Literatura y cine, desde la invención del cinematógrafo, han venido sufriendo extraños arrebatos amatorios, con un resultado que raramente ha dejado satisfecho al consumidor. Esta simbiosis poco equitativa ha provocado en muchas ocasiones una injusta identificación por parte del público entre libro y película. La popularidad de la obra ha venido dependiendo en gran medida de la estimación que lograra la posterior adaptación fílmica, y hay que decir que curiosamente, porque son escasas las ocasiones en las que una película ha seguido, para bien o para mal, lo contado en la novela.
Sin duda, Pierre Boulle es uno de los pocos escritores que pueden congratularse del trato recibido, una excepción a la norma. El séptimo arte ha potenciado enormemente sus novelas, principalmente El puente sobre el río Kwai y El planeta de los simios, hasta el punto de transformar a esta última en una lucrativa franquicia de éxito mundial.
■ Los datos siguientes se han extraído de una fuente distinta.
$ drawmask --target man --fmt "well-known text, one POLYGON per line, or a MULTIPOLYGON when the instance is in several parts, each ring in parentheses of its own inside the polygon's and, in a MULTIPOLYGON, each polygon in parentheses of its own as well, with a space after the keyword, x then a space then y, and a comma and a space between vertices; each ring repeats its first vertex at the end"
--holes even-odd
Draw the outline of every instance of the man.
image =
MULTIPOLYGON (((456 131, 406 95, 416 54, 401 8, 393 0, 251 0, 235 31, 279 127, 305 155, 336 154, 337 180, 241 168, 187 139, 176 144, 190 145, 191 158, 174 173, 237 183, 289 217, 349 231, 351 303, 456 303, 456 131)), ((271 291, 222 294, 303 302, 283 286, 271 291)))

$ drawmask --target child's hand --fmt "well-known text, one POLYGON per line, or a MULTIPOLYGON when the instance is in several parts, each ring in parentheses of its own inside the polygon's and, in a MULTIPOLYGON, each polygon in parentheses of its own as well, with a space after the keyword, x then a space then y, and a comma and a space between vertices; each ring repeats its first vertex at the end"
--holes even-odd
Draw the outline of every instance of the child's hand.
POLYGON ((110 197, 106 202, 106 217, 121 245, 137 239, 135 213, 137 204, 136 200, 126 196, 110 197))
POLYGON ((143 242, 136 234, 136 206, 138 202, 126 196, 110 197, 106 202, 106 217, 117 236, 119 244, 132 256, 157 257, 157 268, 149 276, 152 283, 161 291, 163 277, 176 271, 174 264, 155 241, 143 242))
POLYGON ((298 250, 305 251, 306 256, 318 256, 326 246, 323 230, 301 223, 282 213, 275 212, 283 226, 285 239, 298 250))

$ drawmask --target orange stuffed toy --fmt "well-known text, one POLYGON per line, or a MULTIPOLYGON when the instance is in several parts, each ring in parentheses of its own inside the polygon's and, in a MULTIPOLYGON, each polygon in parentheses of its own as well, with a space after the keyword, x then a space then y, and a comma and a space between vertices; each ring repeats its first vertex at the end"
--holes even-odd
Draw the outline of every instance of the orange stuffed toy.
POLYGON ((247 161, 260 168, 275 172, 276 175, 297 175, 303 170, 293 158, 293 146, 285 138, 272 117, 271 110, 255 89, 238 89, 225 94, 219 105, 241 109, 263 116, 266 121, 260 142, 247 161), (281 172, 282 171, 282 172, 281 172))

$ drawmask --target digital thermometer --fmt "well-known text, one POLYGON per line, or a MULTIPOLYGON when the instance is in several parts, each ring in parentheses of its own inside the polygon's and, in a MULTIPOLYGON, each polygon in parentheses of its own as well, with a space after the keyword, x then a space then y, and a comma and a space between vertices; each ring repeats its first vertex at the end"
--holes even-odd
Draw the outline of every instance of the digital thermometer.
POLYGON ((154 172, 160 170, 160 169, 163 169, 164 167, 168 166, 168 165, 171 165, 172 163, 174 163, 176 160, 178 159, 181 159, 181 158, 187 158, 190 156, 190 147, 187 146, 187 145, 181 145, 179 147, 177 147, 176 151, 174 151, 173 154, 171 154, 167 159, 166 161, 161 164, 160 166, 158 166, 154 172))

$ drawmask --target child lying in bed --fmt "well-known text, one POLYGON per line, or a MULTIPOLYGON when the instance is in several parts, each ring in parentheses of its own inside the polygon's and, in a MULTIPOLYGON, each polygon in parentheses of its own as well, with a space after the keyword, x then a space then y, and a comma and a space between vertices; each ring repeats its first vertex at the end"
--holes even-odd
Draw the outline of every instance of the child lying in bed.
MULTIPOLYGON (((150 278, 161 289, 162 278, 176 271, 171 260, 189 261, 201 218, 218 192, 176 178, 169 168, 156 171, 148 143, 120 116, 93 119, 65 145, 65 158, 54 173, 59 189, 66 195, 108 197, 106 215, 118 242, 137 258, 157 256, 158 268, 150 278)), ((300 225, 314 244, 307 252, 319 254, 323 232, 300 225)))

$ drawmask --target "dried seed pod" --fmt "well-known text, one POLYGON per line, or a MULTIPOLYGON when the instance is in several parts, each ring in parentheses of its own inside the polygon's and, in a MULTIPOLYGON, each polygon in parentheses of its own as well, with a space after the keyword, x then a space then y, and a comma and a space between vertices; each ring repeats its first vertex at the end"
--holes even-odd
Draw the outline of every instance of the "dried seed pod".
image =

Desde que aquella versión en celuloide protagonizada por Charlton Heston se transformara en un film de culto, las cuatro continuaciones y la reciente versión burtoniana han ido sumando puntos para otorgarle la etiqueta de clásico a su origen literario. Lo curioso, para seguir con la excepción definitiva, es que en este caso la versión fílmica atesora más calidad que la novela en la que se basa.
El planeta de los simios es una novela con mensaje. Propone un juego en el que la inversión de papeles fuerza el punto de vista del lector y le obliga a considerar el trato humano hacia los animales. Invita a profundizar más en el texto para encontrar, incluso, una alegoría de trasfondo social en la que el racismo y la discriminación de clases se convierten en protagonistas absolutos de la obra. El problema radica en el instrumento o historia utilizada para comunicar al lector todo ese cúmulo de valores. Basado en una idea realmente interesante, los personajes y la interrelación entre ellos no alcanzan materialidad suficiente para dar calidad a un argumento más propio de la literatura juvenil que de un libro para adultos. En su defensa, en todo caso, justo es aclarar también que el conocimiento de las películas elimina toda sorpresa posible en la novela, truco final incluido.
La aventura del humano Ulysse Merou en un lejano planeta donde reinan los simios y en el que los hombres son esclavos no contiene el grosor literario suficiente para continuar siendo válida hoy en día. Desgraciadamente, el tiempo, juez de universalidades, ha pasado por encima de este falso clásico como un huracán, descubriendo en la trama una evidente dosis de ingenuidad que confiere a algunos pasajes un carácter rayano en el infantilismo. No deja, por ello, de ser curioso que algunos autores actuales intenten utilizar ese mismo método para conseguir similares objetivos, como es el caso de Sheri S. Tepper en El árbol familiar, una novela que persiguiendo el mismo fin va incluso más allá al presentar un final naif, no apto para lectores proclives a sentir vergüenza ajena.
En todo caso, El planeta de los simios supone una de las escasas oportunidades de conocer la ciencia-ficción más representativa de un país vecino, Francia, del que, con contadas excepciones como la de René Barjavel, no se ha publicado prácticamente nada en España. Si tienen unas horas, conocer la versión original de un clásico del cine fantástico siempre supone un ejercicio interesante. Si no, quédense con las películas.
La versión original de esta reseña fue publicada en Bibliópolis, crítica en la red.
Curioso. Yo tenía a Pierre Boule por un gran escritor desde que leí hace muchos años "Un métier de seigneur," un extraordinario thriller psicológico.
ResponderEliminarSin embargo, empecé a leer hace poco "Le pont sur la rivière Kwait" y me ha decepcionado a tal punto que no he terminado el libro. Sorprendido he pedido prestado "El planeta de los simios" y me ha pasado lo mismo.